Pero me acuerdo del jardín.

Una de las tareas diarias consistía en regarlo. El jardín tenía al menos la misma cantidad de metros que la casa. Un cerco de ligustrinos y arbustos de jazmines y limoneros y durazneros y un par de ciruelos. Esa tarea afectaba la elevada idea que por entonces tenía de mí mismo. ¿Por qué  –me preguntaba– tenía que dedicar parte de mi vida a la simétrica porfía del riego, que entreteje naderías, curvas de agua cayendo monótonamente sobre el pasto, en una extensión de tiempo idéntica a la que quitaba a mis lecturas (por ejemplo, El juego de abalorios y Demián, de Hermann Hesse, con sus promesas de iniciación mística)? ¿No había acaso mejor vida que la repetición de ese ritual que, sin embargo, y aun entonces, me serenaba? Tal vez no exista pasión más sublime que el aburrimiento, cuando uno acepta su extensión y su mérito. Además, también había, en ese jardín, momentos de excitación, de orgía criminal: cuando los frutos dulces comenzaban a madurar, florecía la plaga de las gatas peludas.

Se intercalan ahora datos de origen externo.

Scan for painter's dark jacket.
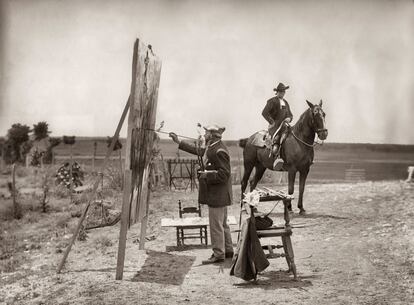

Alguien, un buen escritor, las recuerda blancas y negras. En mi memoria se les suman líneas doradas en el lomo, y también manchas verdes. Quizá eran verdes de recién nacidas y luego crecían y cambiaban de color. Como sea, se fumigaba cuando los árboles se apestaban, pero el tratamiento nunca alcanzaba. Entonces yo, como una elección propia, y sin que eso ameritara un incremento en mi mensualidad, hacía conos de papel con los diarios viejos y encendía sus puntas y arrimaba los lengüetazos de fuego a las hojas de los árboles. Para escapar de la quemazón, las gatas peludas iban cayendo, apretándose en la base del cono. Recuerdo bien el ruido del golpe de cada gata peluda al caer sobre el papel; por encima del crepitar de la llamarada que lo consumía, sonaba como una especie de golpeteo de lluvia en las hojas, un ruido húmedo.

Ser feliz en medio de la desdicha diaria no es tan difícil, se logra apenas uno lo reconoce, pero, a la vez, reconocerlo es perderla. No hay casi emoción que, apenas nombrada, no busque su punto de fuga.

En algún momento de ese tiempo los caminos de nuestros padres se bifurcaron y la casa debió entregarse. La venta se hizo en cuotas fijas, en pesos, a –no podría asegurarlo– dos o tres años. Entonces sucedió algo, fuera del jardín, mientras la tinta negra crecía en los títulos de los diarios que yo quemaba para sacrificar el verdor de las gatas peludas a los esquivos dioses oscuros de los tiempos adversos, y de golpe el dinero de cada cuota se fue licuando. Años más tarde, mi padre comentaría que, a la tercera o cuarta cuota, el valor de ese precio fijo no alcanzaba para comprar un paquete de cigarrillos. Lo decía encogiéndose de hombros, casi con una sonrisa, como si el derrumbe de la vida familiar y la licuación del valor de esa propiedad cuya adquisición debió de haber sido en su momento un desangradero resultara algo que podía cargar sobre las espaldas. Tal vez obraba así animado por la confianza en sus propias fuerzas, en la esperanza ciega de que todo lo perdido puede ser recuperado, algo que por supuesto nunca es cierto. Alcanza con ver hoy los titulares del país para sentirnos como gatas peludas que van cayendo sobre el papel que se va convirtiendo en un cucurucho de fuego. Caemos creyendo escapar de la quemazón.